H2Odio (Hate 2 O)
di Alex Infascelli, 2006
Del terzo film di Alex Infascelli si sta sentendo parlare tanto, in questi giorni. Cosa apparentemente bizzarra ma abbastanza consueta nel nostro paese, non se ne parla per la sua qualità ma solo per una curiosa caratteristica produttivo/distributiva: pur essendo diretto da un affermato – per quanto spesso criticato – regista "di sala", H2Odio non è uscito al cinema, ma direttamente in DVD. E tanto per far imbestialire i puristi, nemmeno nei circuiti delle videoteche ma in quelle delle edicole.
Sarebbero molti i discorsi da fare a riguardo, che meriterebbero però uno spazio più ampio e apposito: brevemente, non vedo nulla di strano nell’operazione, che artisticamente ben si appaia alle smanie artistoidi-videoclippiche del film, e che commercialmente va enormemente a vantaggio della produzione (il caso Natale a casa Deejay è un esempio lampante) rispetto a un mercato che non possiede le doti di domanda per avere spazio per un film del genere. Insomma, terminologia spicciola, in sala non se lo sarebbe "cagato" nessuno, quindi è del tutto comprensibile che si sia scelta una strada simile – che contiene al suo interno (esce con La Repubblica e L’epresso) la sua stessa promozione, peraltro imponente e senza prezzo. Senza contare il passaparola, e le critiche pregiudiziali. Dal momento che ho avuto l’occasione di vedere il film, preferisco però parlare, appunto, del film. Perché l’ho visto.

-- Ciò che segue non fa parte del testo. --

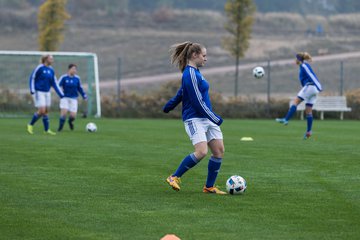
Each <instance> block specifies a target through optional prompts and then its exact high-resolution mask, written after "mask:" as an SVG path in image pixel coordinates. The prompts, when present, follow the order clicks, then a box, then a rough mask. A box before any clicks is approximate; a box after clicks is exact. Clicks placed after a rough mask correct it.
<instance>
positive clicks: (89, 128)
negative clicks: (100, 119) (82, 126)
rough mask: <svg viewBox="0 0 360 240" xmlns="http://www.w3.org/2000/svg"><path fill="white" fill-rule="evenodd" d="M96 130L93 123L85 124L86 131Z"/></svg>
mask: <svg viewBox="0 0 360 240" xmlns="http://www.w3.org/2000/svg"><path fill="white" fill-rule="evenodd" d="M96 130H97V126H96V124H95V123H92V122H90V123H88V124H86V131H88V132H96Z"/></svg>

Parliamo del film, allora. Infascelli mette in scena una specie pentolone ossessivo in cui cuociono le ossessioni macabre di Hanging Rock, l’alone di cult forzato di Blair witch project, riferimenti atmosferici al cinema italiano di genere dei tempi che furono, e via andare. Il problema è che l’amalgama degli elementi, oltre a non essere molto riuscita, non è nemmeno particolarmente ricca: dopo 10 minuti si è capito il concetto, dopo 40 minuti lo svolgimento, quindi l’interesse finisce e ci si ritrova a darsi forti manate sulle ginocchia e sulla fronte, sperando che le cinque insopportabili protagoniste schiattino in fretta. Che s’aveva di meglio da fare, in serata. Grazie al cielo dura meno di un’ora e mezza.
Bruttarello quindi, quando non fastidioso, quando non disdicevole. La storia delle cinque ragazze che decidono di darsi all’idrofagia esclusiva per una settimana, senza le personalità "forti" (Lucarelli e Ammaniti) che rendevano parzialmente interessanti – soprattutto il secondo – i due modesti film precedenti di Infascelli, sfoggia qui dei dialoghi che sembrano usciti da un blog. Un brutto blog in vena di sentenze, come si addice alla smemo generation. Dialogo su Winnie Pooh mielomane compreso. Tra critica asciugatissima alla società dell’apparire, interminabili sequenze cripto-sperimentali con molteplici e fastidiosi effetti-nakata, e la misoginia più impietosa ma attecchita dal ridicolo patologismo del finale, di questi tempi H2O potrebbe persino davvero diventare un cult. Ma a questo punto – lo dico provocatoriamente – era meglio il film di Radio Deejay.
Aggiungono carne al fuoco una serie di elementi degni della miglior "Yeuch parade" di Ciak, a partire da Platinette, che svestiti i suoi pannoni femminili ci regala in un flashback un imbarazzante scult-cameo, passando per il bacio lesbo/incestuoso sotto una pioggia di sangue e per il dente tirato fuori dalla spalla con le forbicine e le dita, epitome della paranoia masturbatoria, per finire a Mandala Tayde che sbava e vomita ruzzolando nel bosco urlando "Fuck!". Poi, il film (chissà perché diavolo) è recitato in inglese, peraltro maluccio, ma è doppiato in italiano. Dalle stesse attrici. Nel modo più svogliato possibile.
Tra le poche soddisfazioni, quella di vedere le cinque tremebonde scendere all’inferno in una sorta di Cabin Fever de noantri, sempre più magre e smunte, imbruttite e tristi, con la faccia maciullata o con le labbra strappate a morsi, in un massacro quasi-gore (perché non si ha nemmeno il coraggio di essere sanamente sanguinolenti) che è secondo solo al massacro che il film stesso ha causato nei nervi dello spettatore. E nell’accezione peggiore del termine "nervi".
Se non siete riusciti ad arrivare alla fine, vi capisco. Se mi scrivete, vi racconto volentieri il finale. Tanto è una cazzata.